Many software companies, especially startups focus too much on 1 and not enough on 2 and 3. Also, there's always some friction between the R&D and process/manufacturing camps, the former typically look down on the latter as technicians or paper pushers. In the other direction there's often the perception of R&D as being out of touch with the real world. Also, it's easier to hide incompetence in R&D because the metrics are foggy.

rwhitman 12 years ago

It guess the counterpoint to this is that tools are fun to build and it can be easy to fall into the trap of spending too much time building tools instead of other priorities. I've seen a lot of developers over the years use tool building as a way to procrastinate on more important tasks (myself included), or build things that just become obsolete and useless within weeks

  • hcarvalhoalves 12 years ago

    You can avoid the trap applying the usual rule of three [1]. You do something manually once or twice - once you find you need to do it the third time, it's a good indication you should automate.

    [1] http://en.wikipedia.org/wiki/Rule_of_three_(computer_program...

    • AnimalMuppet 12 years ago

      But don't short-circuit this. If you build after the first time, you may well not know enough to build the tool right. After you've done the process more than once, you have a fair idea of what the tool needs to do.

  • blowski 12 years ago

    Exactly - the Agile Manifesto came to mind as soon as I read the title. i.e. "Individuals and interactions over processes and tools"

    • AnimalMuppet 12 years ago

      I don't think the Agile Manifesto is saying "Don't build a bash script, type it in by hand each time." I think it's saying "Don't assume that a vendor can sell you software to make agile happen - it's up to the people to interact with each other in less-burdensome ways."

  • mooreds 12 years ago

    Or a tool can suck up more time than it saves.

    http://xkcd.com/1319/

  • badman_ting 12 years ago

    Yes, anytime you're working on something that's supposed to be for a business and you're going "wheeee!" and "wow so cool", you should be questioning whether you're building it because it's needed, or because it's fun to build. Engineers have a way of doing things they enjoy, and then retconning it as important and necessary, even noble.

    This is also my problem with people who talk about being "builders" and "makers". Are you building and making things that need to exist, or sating your need to build and make?
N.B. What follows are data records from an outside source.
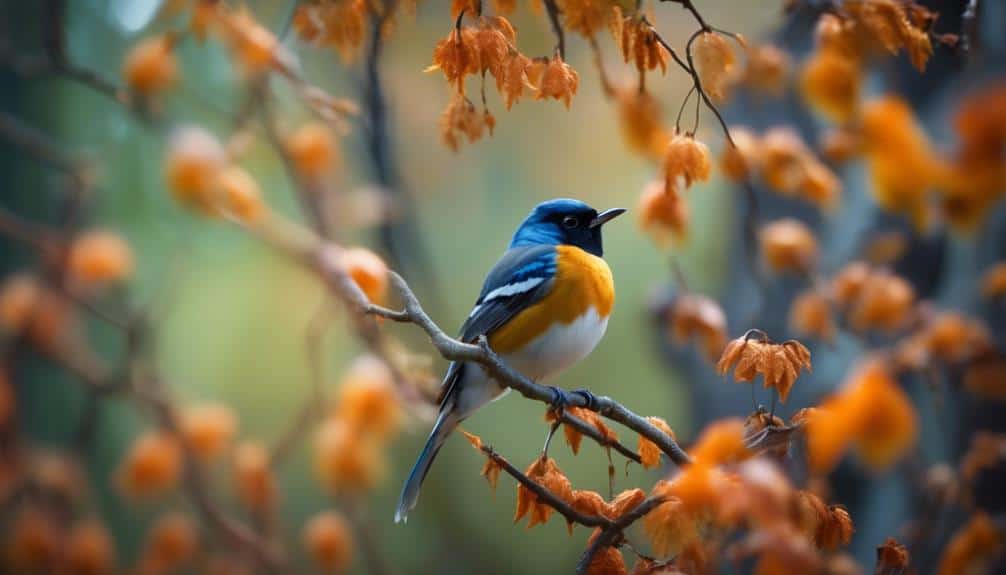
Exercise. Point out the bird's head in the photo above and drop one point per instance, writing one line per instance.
(564, 222)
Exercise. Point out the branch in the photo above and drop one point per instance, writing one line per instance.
(398, 234)
(610, 536)
(544, 496)
(591, 431)
(196, 486)
(314, 404)
(553, 17)
(454, 350)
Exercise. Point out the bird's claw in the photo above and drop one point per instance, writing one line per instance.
(562, 398)
(590, 398)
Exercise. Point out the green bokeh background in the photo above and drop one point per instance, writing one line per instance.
(231, 313)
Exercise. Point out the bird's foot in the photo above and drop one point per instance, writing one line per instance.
(563, 398)
(560, 398)
(590, 399)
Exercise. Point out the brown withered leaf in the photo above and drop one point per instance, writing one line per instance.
(625, 503)
(457, 55)
(545, 472)
(557, 80)
(491, 471)
(461, 119)
(649, 452)
(686, 161)
(779, 364)
(972, 546)
(474, 439)
(608, 561)
(693, 316)
(572, 436)
(892, 558)
(714, 62)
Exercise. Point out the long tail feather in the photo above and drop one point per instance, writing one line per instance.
(446, 423)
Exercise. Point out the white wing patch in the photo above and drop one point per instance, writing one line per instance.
(508, 291)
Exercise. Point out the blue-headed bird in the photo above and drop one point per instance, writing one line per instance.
(543, 307)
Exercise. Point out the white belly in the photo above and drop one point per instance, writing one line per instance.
(559, 348)
(543, 358)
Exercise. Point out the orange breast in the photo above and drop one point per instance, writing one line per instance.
(582, 280)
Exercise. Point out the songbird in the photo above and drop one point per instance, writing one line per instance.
(543, 307)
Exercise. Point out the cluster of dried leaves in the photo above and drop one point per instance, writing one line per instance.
(735, 501)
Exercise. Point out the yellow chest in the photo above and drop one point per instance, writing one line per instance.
(582, 281)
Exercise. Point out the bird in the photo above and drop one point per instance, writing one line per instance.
(543, 307)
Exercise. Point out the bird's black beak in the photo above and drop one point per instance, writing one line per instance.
(607, 216)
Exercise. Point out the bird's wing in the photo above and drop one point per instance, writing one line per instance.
(519, 279)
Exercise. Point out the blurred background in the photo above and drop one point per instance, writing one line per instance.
(230, 314)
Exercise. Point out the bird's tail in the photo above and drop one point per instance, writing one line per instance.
(446, 423)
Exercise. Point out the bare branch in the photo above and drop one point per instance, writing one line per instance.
(553, 17)
(482, 354)
(611, 535)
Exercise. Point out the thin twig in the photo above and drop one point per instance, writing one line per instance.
(553, 16)
(611, 535)
(591, 431)
(544, 496)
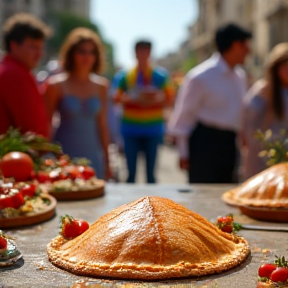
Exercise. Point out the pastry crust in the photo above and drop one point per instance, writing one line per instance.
(152, 238)
(266, 189)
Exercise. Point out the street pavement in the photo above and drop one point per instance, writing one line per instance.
(167, 170)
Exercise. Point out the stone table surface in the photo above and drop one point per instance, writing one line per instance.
(34, 270)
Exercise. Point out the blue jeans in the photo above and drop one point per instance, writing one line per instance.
(149, 146)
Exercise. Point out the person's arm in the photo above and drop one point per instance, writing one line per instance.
(103, 127)
(184, 115)
(52, 96)
(22, 101)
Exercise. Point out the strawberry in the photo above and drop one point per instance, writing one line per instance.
(3, 242)
(71, 228)
(87, 172)
(227, 224)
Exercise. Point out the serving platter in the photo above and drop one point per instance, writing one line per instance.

Not that that's inherently wrong, but it is certainly not inherently noble or impressive.

yawz 12 years ago

Do you know any full-blown products that started as an internal tool?

PaulHoule 12 years ago

Isn't the Swiss Army knife pictured in the dictionary next to "dull tool?"
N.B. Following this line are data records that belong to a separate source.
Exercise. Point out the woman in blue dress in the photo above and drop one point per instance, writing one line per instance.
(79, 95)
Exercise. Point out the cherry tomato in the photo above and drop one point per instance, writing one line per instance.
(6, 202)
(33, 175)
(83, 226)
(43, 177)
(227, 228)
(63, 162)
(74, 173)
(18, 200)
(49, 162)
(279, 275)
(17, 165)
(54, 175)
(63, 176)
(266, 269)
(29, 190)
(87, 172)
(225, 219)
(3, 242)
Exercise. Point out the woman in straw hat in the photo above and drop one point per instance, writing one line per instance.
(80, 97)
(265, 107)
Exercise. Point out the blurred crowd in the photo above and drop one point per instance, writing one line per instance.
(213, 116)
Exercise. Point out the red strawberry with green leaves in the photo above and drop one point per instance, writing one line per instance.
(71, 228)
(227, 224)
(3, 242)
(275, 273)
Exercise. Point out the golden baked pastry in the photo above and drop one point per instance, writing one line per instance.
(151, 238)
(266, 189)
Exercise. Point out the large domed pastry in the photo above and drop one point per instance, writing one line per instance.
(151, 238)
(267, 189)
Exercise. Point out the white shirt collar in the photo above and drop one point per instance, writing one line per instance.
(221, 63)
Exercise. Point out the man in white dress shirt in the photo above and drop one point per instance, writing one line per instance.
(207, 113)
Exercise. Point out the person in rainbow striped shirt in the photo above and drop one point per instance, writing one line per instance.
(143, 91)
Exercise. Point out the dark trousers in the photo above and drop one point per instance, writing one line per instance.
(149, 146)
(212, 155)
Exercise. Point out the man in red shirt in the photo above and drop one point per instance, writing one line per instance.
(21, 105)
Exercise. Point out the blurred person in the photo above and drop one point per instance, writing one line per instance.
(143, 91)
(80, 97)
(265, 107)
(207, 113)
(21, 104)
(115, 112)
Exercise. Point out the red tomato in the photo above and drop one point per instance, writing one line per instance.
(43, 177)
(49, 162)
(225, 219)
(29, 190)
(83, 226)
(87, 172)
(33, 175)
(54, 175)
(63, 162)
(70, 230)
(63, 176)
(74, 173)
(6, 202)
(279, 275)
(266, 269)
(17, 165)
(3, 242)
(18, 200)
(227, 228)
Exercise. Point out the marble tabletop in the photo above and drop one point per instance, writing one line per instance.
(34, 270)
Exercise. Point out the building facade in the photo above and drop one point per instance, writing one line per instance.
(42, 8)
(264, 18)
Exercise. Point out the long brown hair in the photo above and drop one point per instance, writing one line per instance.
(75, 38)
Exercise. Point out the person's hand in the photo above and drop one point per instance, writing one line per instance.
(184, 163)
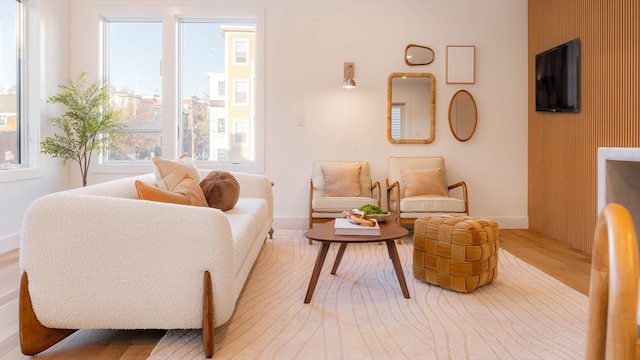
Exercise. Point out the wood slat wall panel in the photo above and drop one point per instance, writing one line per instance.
(562, 146)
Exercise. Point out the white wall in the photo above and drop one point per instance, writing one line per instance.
(48, 67)
(306, 44)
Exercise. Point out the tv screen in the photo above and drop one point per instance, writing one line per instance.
(558, 78)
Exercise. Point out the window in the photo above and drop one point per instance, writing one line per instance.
(241, 47)
(209, 54)
(240, 96)
(133, 55)
(11, 41)
(240, 132)
(175, 83)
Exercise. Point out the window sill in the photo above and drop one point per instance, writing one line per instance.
(20, 173)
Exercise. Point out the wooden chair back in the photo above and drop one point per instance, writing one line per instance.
(613, 293)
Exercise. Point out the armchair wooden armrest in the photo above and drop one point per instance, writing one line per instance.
(464, 194)
(394, 186)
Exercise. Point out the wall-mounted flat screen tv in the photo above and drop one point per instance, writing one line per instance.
(558, 78)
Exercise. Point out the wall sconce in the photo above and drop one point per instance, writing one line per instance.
(349, 70)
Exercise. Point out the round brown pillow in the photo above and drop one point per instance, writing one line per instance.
(221, 189)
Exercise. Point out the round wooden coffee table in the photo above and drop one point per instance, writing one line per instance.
(324, 233)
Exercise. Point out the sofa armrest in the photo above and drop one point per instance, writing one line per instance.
(104, 262)
(255, 185)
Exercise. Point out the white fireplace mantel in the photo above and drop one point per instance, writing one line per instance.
(619, 179)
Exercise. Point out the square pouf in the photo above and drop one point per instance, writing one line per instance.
(455, 252)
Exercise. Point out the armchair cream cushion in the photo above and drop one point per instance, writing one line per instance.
(337, 186)
(341, 179)
(417, 186)
(424, 182)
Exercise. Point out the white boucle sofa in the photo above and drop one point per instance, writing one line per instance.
(97, 257)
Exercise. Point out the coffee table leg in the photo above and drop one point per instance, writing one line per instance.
(336, 263)
(322, 254)
(393, 254)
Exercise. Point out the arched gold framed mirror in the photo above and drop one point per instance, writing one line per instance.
(463, 115)
(418, 55)
(411, 108)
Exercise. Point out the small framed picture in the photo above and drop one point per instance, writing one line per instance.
(461, 64)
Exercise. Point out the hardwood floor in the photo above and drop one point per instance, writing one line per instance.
(566, 264)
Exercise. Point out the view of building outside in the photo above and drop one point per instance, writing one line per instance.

The cult of the Swiss Army Knife is right up there with the cult of the Leatherman and the cult of WD-40 in encouraging people to fetishize general-purpose but dull tools. The Leatherman is a bit better than the SAK, but it is nothing like a set of top quality tools, just as WD-40 is both a cleaner and lubricant which means it isn't good at either.
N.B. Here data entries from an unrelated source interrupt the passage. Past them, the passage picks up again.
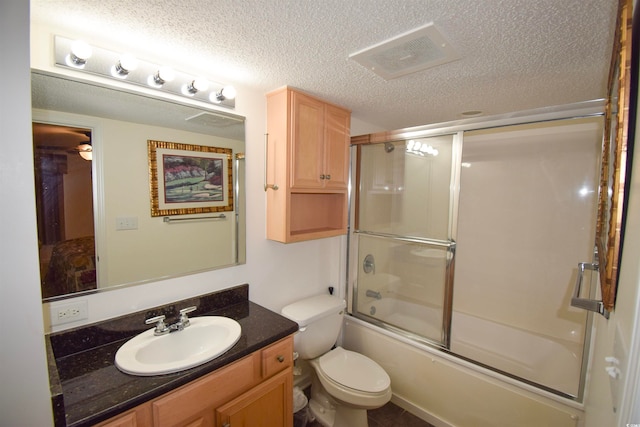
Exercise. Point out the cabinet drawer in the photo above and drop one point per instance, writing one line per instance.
(208, 392)
(277, 357)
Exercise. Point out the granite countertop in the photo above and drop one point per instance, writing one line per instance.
(86, 386)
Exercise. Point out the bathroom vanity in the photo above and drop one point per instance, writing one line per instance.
(250, 382)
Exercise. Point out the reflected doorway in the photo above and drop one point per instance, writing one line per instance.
(64, 205)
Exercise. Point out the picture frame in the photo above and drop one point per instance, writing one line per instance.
(617, 142)
(187, 179)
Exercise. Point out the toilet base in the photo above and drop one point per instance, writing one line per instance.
(337, 415)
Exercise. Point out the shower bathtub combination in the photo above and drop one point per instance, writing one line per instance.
(462, 260)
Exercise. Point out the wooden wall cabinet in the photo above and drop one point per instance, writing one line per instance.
(307, 158)
(256, 390)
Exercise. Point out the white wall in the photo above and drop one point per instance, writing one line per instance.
(24, 395)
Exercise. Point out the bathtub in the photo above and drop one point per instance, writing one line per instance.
(436, 385)
(541, 360)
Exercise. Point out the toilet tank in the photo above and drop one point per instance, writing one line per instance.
(320, 321)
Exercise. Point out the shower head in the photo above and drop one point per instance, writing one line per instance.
(389, 147)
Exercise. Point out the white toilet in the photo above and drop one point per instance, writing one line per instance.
(346, 383)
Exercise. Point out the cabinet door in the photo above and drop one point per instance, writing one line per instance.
(307, 134)
(137, 417)
(337, 138)
(269, 404)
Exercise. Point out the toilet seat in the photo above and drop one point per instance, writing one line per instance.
(354, 371)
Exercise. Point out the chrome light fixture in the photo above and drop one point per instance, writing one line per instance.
(79, 52)
(227, 92)
(196, 85)
(82, 57)
(125, 65)
(162, 76)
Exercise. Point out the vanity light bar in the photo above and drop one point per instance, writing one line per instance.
(82, 57)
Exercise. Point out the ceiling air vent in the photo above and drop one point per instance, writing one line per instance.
(408, 53)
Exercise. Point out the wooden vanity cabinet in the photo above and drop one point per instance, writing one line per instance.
(256, 390)
(308, 159)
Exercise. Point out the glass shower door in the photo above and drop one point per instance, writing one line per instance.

  • justinator 12 years ago

    I don't really like Swiss Army knives either many of the features are not very functional, or redundant within the tool itself.

    I do have a, non-leatherman brand Leatherman and it's totally great.

    It's great because I have it on me when I need it, and that's not going to happen with the rest of my tools, as I'm not bringing an entire tool box on a camping trip, or a bike tour, or traveling around the country.

    I mean, ask Aron Ralston what he thinks was a good tool to bring along (other than a freakin' clue on things to do, before going on the types of trips he goes on).